What’s something you’ve learned about NEH or about digital humanities that you didn’t know before?

Can I say pretty much everything? I have learned how to swim in the world of data, familiarize myself with all things digital, and recognize trends in the field.

In all honesty, I have realized the significance of collaboration in digital humanities. Watching the way ODH staff tackles tasks together is very inspiring. Everyone has a voice, and their contribution is valued. I admire the team for being open to change and diversity in ODH.

Throughout my research this summer, I have noticed patterns in the field that reflect colonial influences, but ODH is creating guidelines that level the development and production of knowledge across borders, which makes me proud to witness.

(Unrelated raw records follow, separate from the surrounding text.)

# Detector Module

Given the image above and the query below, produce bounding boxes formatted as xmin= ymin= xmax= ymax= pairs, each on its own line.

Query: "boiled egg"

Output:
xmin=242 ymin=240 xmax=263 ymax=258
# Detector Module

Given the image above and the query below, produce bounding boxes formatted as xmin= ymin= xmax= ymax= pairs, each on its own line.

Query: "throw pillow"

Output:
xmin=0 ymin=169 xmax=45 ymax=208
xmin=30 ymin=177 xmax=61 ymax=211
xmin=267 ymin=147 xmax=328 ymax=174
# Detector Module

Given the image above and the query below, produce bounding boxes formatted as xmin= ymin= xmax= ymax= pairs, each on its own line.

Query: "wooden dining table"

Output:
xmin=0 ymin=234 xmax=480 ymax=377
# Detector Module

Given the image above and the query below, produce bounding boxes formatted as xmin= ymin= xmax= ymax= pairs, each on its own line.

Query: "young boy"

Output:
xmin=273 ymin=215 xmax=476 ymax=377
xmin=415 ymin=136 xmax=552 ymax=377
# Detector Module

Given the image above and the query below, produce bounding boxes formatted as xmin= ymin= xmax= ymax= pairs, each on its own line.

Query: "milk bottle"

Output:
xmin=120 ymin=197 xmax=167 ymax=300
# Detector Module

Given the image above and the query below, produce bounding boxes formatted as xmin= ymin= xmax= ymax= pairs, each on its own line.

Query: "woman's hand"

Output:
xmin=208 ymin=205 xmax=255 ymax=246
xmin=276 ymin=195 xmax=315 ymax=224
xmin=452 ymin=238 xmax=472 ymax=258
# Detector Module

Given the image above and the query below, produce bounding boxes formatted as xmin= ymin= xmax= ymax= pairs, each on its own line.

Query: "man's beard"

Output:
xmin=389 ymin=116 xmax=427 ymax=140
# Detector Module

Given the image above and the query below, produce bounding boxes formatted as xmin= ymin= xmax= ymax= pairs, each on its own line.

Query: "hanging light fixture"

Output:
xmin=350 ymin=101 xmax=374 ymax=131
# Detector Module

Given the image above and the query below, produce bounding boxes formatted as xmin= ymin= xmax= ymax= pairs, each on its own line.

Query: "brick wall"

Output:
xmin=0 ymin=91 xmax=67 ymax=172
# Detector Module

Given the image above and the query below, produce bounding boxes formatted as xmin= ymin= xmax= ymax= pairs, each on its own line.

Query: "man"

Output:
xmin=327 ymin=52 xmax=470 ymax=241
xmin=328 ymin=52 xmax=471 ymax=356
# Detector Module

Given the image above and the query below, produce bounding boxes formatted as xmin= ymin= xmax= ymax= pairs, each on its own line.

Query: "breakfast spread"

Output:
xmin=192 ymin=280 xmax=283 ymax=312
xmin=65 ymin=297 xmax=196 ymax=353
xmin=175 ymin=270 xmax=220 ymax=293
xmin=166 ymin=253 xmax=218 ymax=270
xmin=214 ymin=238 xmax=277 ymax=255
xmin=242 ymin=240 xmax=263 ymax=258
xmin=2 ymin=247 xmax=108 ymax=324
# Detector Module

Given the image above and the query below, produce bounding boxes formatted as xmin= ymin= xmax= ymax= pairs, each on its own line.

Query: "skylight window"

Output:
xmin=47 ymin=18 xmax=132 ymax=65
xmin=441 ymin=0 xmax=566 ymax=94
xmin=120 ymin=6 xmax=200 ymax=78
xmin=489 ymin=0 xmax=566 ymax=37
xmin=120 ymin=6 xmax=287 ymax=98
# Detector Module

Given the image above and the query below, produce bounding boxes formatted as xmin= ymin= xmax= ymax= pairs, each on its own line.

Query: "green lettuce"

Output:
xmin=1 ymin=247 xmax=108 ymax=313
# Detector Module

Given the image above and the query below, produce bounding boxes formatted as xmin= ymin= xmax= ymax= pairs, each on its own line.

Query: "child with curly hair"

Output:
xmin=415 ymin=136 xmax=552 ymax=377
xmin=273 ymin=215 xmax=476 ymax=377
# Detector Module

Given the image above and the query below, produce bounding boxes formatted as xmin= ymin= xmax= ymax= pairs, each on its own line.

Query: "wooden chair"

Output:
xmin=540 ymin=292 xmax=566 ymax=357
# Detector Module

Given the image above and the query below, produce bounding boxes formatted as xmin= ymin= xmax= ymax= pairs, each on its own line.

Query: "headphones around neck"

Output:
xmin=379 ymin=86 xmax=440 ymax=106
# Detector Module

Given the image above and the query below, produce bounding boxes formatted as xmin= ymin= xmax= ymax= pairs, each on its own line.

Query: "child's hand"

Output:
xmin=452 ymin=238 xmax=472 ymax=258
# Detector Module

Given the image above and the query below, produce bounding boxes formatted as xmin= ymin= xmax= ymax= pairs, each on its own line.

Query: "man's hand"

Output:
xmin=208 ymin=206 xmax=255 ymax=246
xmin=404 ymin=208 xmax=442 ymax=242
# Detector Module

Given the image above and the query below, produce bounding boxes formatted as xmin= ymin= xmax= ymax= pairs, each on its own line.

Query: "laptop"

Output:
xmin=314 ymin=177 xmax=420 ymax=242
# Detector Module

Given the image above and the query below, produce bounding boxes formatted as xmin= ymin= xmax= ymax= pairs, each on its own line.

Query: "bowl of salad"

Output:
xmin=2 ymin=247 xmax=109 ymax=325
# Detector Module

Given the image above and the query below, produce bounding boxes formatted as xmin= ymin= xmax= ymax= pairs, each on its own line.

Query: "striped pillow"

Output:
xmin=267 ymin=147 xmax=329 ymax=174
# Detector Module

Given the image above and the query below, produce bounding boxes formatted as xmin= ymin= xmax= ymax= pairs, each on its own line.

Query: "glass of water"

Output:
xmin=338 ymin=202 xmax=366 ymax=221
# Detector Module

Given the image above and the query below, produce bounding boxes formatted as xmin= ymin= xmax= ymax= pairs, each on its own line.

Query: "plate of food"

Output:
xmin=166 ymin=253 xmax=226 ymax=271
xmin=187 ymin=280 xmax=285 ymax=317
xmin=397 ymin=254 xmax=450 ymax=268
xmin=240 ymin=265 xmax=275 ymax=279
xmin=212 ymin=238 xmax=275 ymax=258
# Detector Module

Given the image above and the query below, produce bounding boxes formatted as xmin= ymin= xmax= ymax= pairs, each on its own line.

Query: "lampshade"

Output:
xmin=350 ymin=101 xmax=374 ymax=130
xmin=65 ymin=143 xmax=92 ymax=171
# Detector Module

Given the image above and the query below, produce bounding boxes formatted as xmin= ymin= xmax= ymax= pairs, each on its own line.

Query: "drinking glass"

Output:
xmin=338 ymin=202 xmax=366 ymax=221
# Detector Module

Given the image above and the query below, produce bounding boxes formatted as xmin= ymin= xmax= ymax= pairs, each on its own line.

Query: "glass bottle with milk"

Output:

What skills or experiences have you gained as an intern that you think will be helpful in your studies or career?

Over these few months, I understand now that my possibilities are endless! I have been able to enhance my skills relating to project management and program evaluation while juggling a fellowship with the Diaspora Solidarities Lab, editing my poetry manuscript, and producing podcast episodes.

As I continue writing my dissertation, I hope to use my experience exploring the digital humanities and grantmaking process to lead me to sustain my international communities. Career-wise, the sky’s the limit. On top of my many titles, I can also call myself a digital humanist. I can create and educate anywhere in this world, and I don’t have to do it alone!

What I know for sure is that many universities have students and professors who are like me. We come from many places with interdisciplinary interests and experiences that don’t fit in traditional boxes. I am one of many examples of what happens when someone believes in another person, no matter how differently they dream.

We live in a time and place where we can digitally and even physically connect and cross borders to explore the world beyond single narratives. Therefore, wherever I go it will be with ease, thanks to NEH.